Penerbitan SLHS dan Tujuan Kontrol Kesehatan
Kepala Dinkes Nabire Silas Elias Numobogre menyatakan bahwa SLHS wajib bagi SPPG yang beroperasi di Nabire, ungkapnya.
SLHS diberikan sebagai bentuk kontrol pemerintah untuk menjaga kebersihan dapur dan pekerja di SPPG, ia menambahkan.
Sertifikat diberikan setelah SPPG memenuhi seluruh persyaratan pemeriksaan kesehatan pekerja dan kelayakan fisik dapur.
Dinkes melakukan pemeriksaan kesehatan terhadap seluruh karyawan SPPG untuk memastikan makanan yang disajikan aman dikonsumsi dan tidak menjadi media penularan penyakit, ungkapnya.
Setiap pekerja SPPG wajib menjalani tiga jenis pemeriksaan kesehatan, yaitu tes tuberkulosis (TBC), tes widal, dan tes hepatitis B.
Dinkes juga melakukan Inspeksi Kesehatan Lingkungan (IKL) untuk menilai kelayakan fisik dapur SPPG, ia menambahkan.
IKL meliputi kebersihan peralatan memasak, higienitas lingkungan dapur, dan sistem pengelolaan limbah.

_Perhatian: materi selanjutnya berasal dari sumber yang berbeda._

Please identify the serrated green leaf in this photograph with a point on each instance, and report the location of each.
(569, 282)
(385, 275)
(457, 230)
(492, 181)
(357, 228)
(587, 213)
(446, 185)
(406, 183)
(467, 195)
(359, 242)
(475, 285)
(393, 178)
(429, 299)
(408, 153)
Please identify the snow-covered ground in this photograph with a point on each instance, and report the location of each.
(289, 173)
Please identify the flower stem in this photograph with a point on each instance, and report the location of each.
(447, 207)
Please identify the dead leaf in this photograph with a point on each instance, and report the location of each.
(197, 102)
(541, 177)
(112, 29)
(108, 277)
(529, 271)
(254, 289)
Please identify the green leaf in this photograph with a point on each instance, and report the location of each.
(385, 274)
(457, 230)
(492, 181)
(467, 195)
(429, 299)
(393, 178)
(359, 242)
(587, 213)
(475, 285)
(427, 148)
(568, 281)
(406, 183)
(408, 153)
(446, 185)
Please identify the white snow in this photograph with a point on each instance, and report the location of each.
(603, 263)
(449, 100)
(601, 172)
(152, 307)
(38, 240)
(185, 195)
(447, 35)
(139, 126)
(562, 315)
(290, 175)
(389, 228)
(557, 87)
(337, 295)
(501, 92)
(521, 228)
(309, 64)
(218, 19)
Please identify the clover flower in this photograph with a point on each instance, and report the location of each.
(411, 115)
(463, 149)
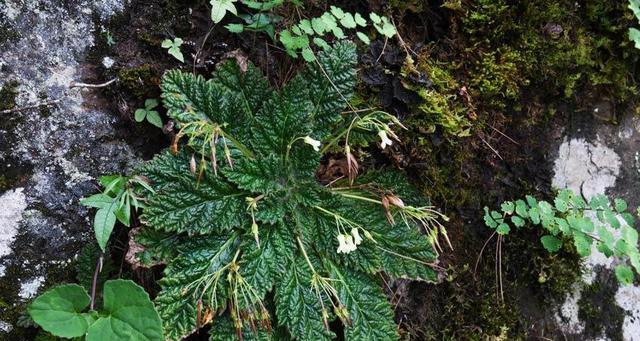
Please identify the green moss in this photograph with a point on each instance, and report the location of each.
(142, 81)
(442, 106)
(558, 47)
(497, 77)
(599, 311)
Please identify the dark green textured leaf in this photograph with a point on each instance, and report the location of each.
(222, 329)
(256, 175)
(337, 66)
(190, 98)
(370, 313)
(246, 93)
(178, 299)
(297, 306)
(59, 311)
(181, 204)
(273, 130)
(261, 265)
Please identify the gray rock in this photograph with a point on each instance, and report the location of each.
(50, 158)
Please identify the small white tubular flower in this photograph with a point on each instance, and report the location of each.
(385, 139)
(356, 236)
(312, 142)
(342, 244)
(351, 246)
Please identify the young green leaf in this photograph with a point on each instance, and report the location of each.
(517, 221)
(103, 223)
(620, 205)
(59, 311)
(348, 21)
(503, 229)
(99, 200)
(235, 28)
(360, 20)
(153, 117)
(128, 314)
(140, 114)
(507, 207)
(363, 37)
(174, 48)
(561, 205)
(219, 9)
(551, 243)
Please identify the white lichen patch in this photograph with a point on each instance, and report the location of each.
(628, 298)
(13, 204)
(585, 167)
(29, 289)
(568, 317)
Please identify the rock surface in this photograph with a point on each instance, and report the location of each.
(601, 158)
(49, 156)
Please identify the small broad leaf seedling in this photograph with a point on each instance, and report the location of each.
(152, 116)
(608, 226)
(114, 204)
(173, 47)
(219, 9)
(128, 313)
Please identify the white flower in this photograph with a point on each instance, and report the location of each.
(342, 245)
(351, 246)
(385, 139)
(312, 142)
(356, 236)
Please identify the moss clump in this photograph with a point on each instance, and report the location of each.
(497, 77)
(598, 308)
(559, 47)
(442, 105)
(4, 183)
(142, 81)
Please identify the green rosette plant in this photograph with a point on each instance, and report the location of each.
(254, 244)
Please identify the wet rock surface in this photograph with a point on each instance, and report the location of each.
(49, 156)
(595, 157)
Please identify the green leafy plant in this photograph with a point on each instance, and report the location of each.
(219, 9)
(128, 313)
(634, 33)
(607, 225)
(152, 116)
(114, 203)
(173, 47)
(298, 38)
(249, 237)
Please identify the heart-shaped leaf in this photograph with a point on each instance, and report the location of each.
(59, 311)
(128, 314)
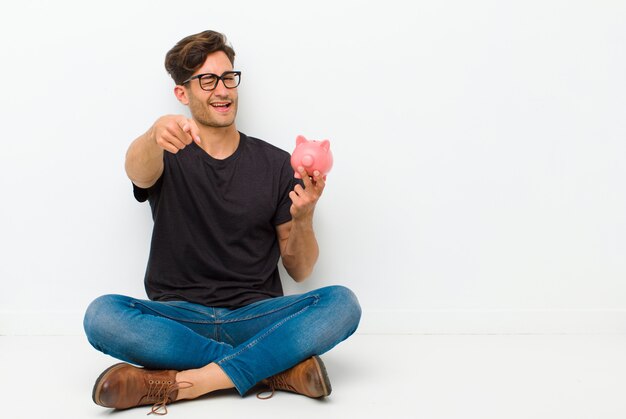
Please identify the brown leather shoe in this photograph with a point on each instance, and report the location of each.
(308, 378)
(123, 386)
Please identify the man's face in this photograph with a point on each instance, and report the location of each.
(218, 107)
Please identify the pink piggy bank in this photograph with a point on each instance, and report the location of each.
(312, 155)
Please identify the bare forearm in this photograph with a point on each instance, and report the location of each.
(301, 250)
(144, 160)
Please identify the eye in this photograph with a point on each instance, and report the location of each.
(208, 80)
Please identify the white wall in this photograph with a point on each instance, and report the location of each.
(478, 182)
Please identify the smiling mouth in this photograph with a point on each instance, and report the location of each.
(220, 106)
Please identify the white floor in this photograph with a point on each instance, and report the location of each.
(397, 376)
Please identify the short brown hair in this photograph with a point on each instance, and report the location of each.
(189, 54)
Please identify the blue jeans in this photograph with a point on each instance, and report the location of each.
(249, 344)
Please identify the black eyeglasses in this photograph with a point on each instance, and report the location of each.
(208, 81)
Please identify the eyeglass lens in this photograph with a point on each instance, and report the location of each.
(209, 81)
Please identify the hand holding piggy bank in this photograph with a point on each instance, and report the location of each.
(312, 155)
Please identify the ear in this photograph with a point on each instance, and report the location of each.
(181, 94)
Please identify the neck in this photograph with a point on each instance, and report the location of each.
(219, 143)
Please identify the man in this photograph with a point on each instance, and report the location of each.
(226, 208)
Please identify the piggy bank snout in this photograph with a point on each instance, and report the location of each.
(307, 160)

SPPG harus memenuhi standar higiene agar makanan tetap sehat, sehingga perlu dikontrol oleh Dinkes Nabire, ungkapnya.
Kontrol ini bertujuan agar tidak menimbulkan masalah dalam pembagian Makan Bergizi Gratis (MBG), ia menegaskan.

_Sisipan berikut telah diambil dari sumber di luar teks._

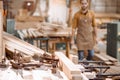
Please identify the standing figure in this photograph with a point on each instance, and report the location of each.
(84, 22)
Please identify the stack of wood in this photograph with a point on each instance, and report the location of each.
(108, 60)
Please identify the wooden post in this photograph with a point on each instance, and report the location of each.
(1, 30)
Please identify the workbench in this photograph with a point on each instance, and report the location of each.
(50, 34)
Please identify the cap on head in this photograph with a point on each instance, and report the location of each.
(83, 0)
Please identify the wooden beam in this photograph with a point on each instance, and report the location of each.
(20, 45)
(1, 31)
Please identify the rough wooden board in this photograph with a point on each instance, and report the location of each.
(27, 25)
(12, 47)
(109, 57)
(101, 57)
(29, 18)
(68, 67)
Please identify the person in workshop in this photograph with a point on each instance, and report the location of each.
(84, 22)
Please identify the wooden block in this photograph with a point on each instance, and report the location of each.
(68, 66)
(74, 58)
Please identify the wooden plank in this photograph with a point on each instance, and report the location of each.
(110, 15)
(1, 31)
(68, 66)
(29, 18)
(110, 58)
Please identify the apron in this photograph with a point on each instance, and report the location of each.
(84, 37)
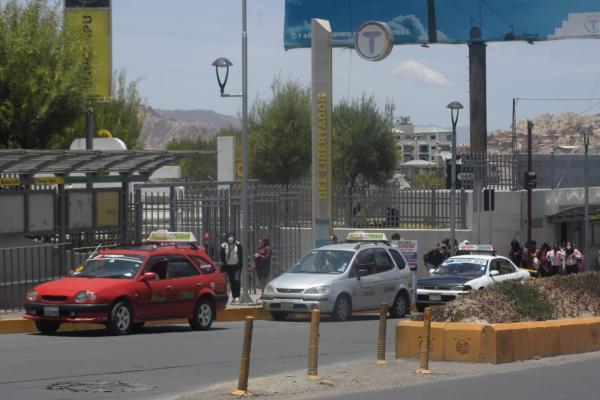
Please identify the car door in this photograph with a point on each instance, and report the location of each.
(364, 286)
(154, 296)
(184, 278)
(387, 275)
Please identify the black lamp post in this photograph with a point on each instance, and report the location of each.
(455, 108)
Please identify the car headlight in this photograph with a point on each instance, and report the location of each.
(269, 289)
(31, 295)
(317, 290)
(83, 296)
(460, 287)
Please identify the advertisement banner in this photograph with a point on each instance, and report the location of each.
(94, 18)
(445, 21)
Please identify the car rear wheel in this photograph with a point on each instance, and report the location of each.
(401, 306)
(204, 314)
(342, 309)
(47, 327)
(121, 318)
(278, 315)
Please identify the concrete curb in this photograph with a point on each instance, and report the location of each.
(22, 325)
(500, 343)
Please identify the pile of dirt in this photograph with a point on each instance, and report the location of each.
(558, 297)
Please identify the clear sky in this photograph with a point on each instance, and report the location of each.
(171, 45)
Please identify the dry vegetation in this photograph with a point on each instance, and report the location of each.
(557, 297)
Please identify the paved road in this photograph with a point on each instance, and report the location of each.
(167, 361)
(572, 380)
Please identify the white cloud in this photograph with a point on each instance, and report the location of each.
(415, 70)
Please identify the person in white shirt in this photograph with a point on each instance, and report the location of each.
(555, 259)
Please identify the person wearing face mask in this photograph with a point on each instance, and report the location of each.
(571, 258)
(231, 258)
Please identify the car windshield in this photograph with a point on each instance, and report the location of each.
(323, 262)
(123, 266)
(461, 266)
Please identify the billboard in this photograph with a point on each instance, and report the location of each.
(445, 21)
(94, 18)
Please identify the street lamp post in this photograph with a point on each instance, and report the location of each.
(454, 106)
(221, 63)
(586, 204)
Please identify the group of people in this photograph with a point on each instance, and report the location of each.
(231, 256)
(548, 261)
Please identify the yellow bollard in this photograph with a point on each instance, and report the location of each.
(424, 354)
(242, 390)
(313, 346)
(382, 332)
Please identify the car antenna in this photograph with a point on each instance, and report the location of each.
(93, 253)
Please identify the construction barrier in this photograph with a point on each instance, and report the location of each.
(499, 343)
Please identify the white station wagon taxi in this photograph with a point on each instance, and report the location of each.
(358, 274)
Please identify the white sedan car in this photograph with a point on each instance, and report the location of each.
(461, 274)
(341, 278)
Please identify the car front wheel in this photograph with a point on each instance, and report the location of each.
(204, 314)
(121, 318)
(47, 327)
(342, 309)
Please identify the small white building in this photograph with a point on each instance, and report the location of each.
(426, 143)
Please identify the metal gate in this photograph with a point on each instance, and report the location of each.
(212, 210)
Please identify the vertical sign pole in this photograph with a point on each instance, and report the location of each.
(321, 131)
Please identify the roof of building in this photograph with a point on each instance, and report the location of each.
(63, 162)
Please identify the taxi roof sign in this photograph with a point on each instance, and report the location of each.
(366, 237)
(478, 248)
(164, 236)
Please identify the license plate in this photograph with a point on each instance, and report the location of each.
(51, 311)
(435, 297)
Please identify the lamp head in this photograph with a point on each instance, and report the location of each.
(455, 105)
(220, 63)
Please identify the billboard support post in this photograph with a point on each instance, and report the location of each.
(321, 132)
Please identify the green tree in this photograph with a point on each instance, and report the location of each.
(429, 180)
(44, 80)
(280, 134)
(123, 115)
(364, 148)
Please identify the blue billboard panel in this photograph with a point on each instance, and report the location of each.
(446, 21)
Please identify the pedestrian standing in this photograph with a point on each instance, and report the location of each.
(262, 262)
(572, 257)
(231, 258)
(554, 258)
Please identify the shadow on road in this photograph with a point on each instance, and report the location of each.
(149, 330)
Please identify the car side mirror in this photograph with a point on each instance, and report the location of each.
(148, 276)
(361, 272)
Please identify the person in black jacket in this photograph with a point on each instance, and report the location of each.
(231, 259)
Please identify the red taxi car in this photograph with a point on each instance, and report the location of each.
(169, 277)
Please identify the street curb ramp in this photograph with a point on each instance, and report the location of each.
(22, 325)
(499, 343)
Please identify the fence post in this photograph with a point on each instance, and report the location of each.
(172, 208)
(137, 204)
(433, 209)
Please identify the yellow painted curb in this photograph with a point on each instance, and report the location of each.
(500, 343)
(22, 325)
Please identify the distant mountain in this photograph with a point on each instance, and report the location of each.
(162, 126)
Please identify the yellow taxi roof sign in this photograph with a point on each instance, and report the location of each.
(164, 236)
(366, 237)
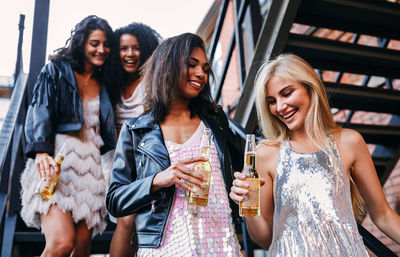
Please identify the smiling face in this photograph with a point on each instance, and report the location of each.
(197, 75)
(289, 101)
(97, 49)
(129, 52)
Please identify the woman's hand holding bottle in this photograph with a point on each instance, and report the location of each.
(47, 166)
(179, 174)
(239, 188)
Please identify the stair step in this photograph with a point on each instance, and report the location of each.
(377, 134)
(334, 55)
(371, 17)
(343, 96)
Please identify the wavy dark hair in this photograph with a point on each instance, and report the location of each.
(74, 49)
(162, 74)
(116, 79)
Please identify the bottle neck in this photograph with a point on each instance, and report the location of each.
(204, 151)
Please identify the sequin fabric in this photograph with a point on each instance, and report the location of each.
(313, 212)
(198, 231)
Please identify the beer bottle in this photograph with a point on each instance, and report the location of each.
(199, 196)
(251, 205)
(45, 188)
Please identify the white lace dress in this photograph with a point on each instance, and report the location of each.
(81, 187)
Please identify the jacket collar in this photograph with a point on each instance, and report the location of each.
(66, 71)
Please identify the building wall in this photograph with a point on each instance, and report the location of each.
(231, 92)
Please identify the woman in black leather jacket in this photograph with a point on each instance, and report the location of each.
(155, 154)
(70, 107)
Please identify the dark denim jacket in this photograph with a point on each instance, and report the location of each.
(56, 107)
(140, 154)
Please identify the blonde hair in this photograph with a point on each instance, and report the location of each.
(319, 120)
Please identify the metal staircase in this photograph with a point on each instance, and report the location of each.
(377, 19)
(262, 30)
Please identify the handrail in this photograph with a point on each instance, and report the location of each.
(11, 162)
(370, 241)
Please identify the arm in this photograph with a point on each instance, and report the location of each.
(127, 193)
(39, 124)
(260, 228)
(364, 175)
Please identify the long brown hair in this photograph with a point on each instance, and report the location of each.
(164, 70)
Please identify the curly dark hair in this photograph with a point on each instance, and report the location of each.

Dukungan terhadap Program MBG
Penerbitan SLHS merupakan bentuk dukungan Dinkes terhadap pelaksanaan Program MBG, yang merupakan program prioritas Presiden Prabowo Subianto, ungkapnya.

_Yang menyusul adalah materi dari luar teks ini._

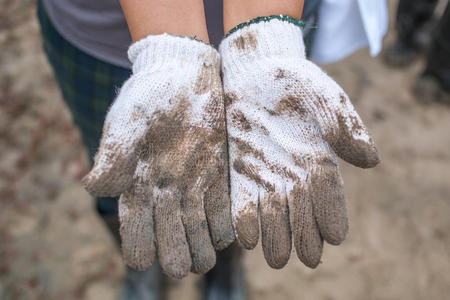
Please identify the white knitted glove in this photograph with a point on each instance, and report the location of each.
(286, 122)
(164, 149)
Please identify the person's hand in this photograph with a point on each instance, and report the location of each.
(164, 150)
(287, 120)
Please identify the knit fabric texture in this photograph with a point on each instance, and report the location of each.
(287, 122)
(163, 149)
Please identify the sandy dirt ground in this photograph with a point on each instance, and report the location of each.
(53, 246)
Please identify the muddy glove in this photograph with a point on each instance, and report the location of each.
(287, 120)
(164, 149)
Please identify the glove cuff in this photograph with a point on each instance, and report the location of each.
(159, 51)
(259, 39)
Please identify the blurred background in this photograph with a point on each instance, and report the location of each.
(53, 245)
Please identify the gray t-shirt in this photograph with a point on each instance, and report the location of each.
(98, 27)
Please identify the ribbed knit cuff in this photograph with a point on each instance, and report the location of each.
(263, 40)
(157, 51)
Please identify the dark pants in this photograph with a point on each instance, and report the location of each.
(438, 58)
(411, 16)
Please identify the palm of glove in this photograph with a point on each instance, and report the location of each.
(286, 122)
(163, 148)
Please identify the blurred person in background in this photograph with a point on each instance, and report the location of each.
(418, 29)
(86, 44)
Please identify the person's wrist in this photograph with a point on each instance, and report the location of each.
(261, 19)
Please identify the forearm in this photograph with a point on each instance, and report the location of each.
(177, 17)
(239, 11)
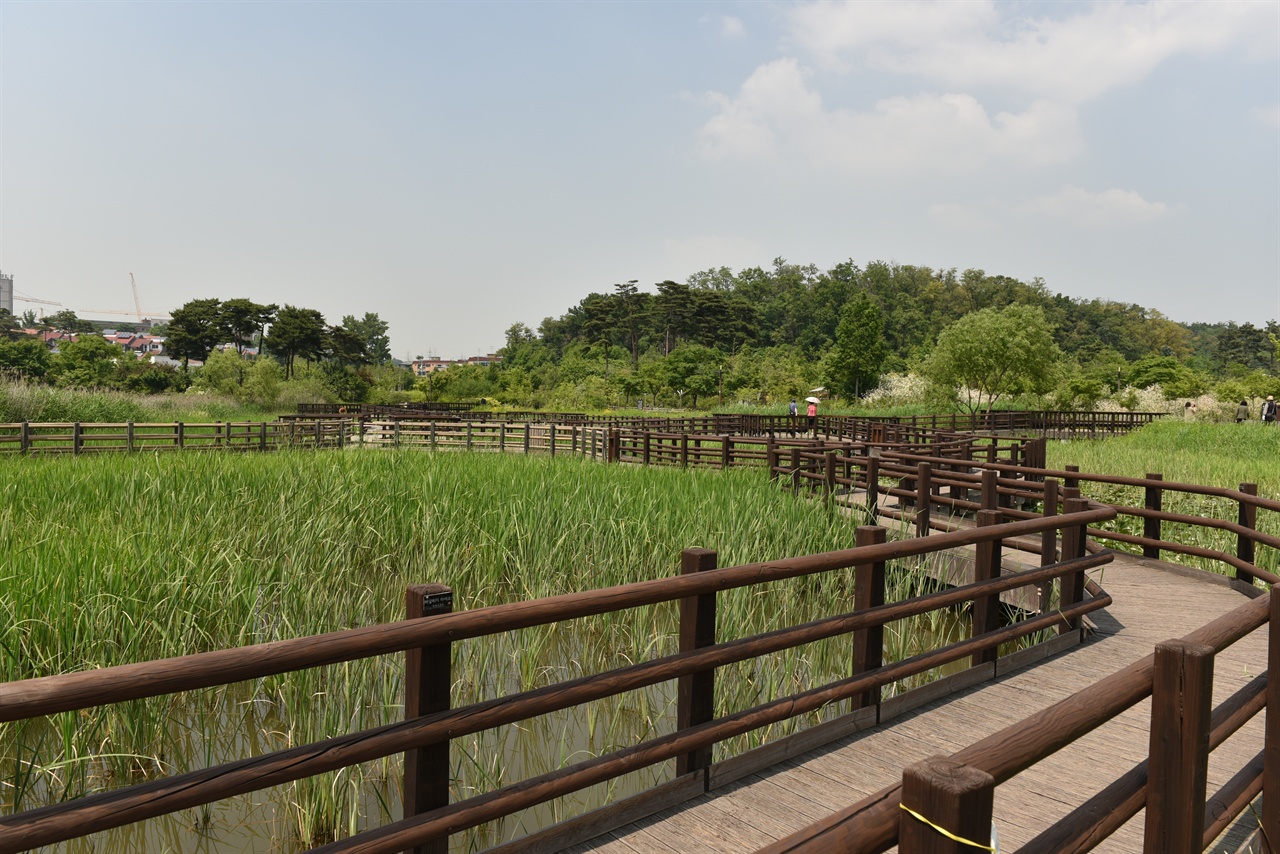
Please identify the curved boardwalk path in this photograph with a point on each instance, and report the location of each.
(1153, 602)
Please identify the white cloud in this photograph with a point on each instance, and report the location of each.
(732, 27)
(1075, 58)
(708, 251)
(1107, 208)
(959, 218)
(1267, 115)
(777, 114)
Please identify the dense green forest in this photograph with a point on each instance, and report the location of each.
(876, 336)
(766, 336)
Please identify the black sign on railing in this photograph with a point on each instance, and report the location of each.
(435, 603)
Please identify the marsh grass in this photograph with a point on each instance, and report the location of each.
(35, 402)
(128, 558)
(1215, 455)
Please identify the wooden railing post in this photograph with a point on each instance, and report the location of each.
(1271, 749)
(1048, 542)
(942, 793)
(990, 489)
(986, 566)
(1247, 517)
(868, 593)
(1151, 526)
(1073, 546)
(1178, 766)
(428, 677)
(873, 487)
(696, 692)
(923, 496)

Pemerintah daerah mendukung program prioritas Presiden ini, ia menambahkan.
Kepala Regional Badan Gizi Nasional (BGN) Provinsi Papua Tengah Nalensius Situmorang menyatakan bahwa saat ini MBG di Papua Tengah sudah menjangkau 46.871 penerima manfaat, ungkapnya.
MBG disediakan oleh 30 SPPG yang beroperasi di tiga kabupaten di Provinsi Papua Tengah, yaitu Kabupaten Mimika, Nabire, dan Deyai, ia menambahkan.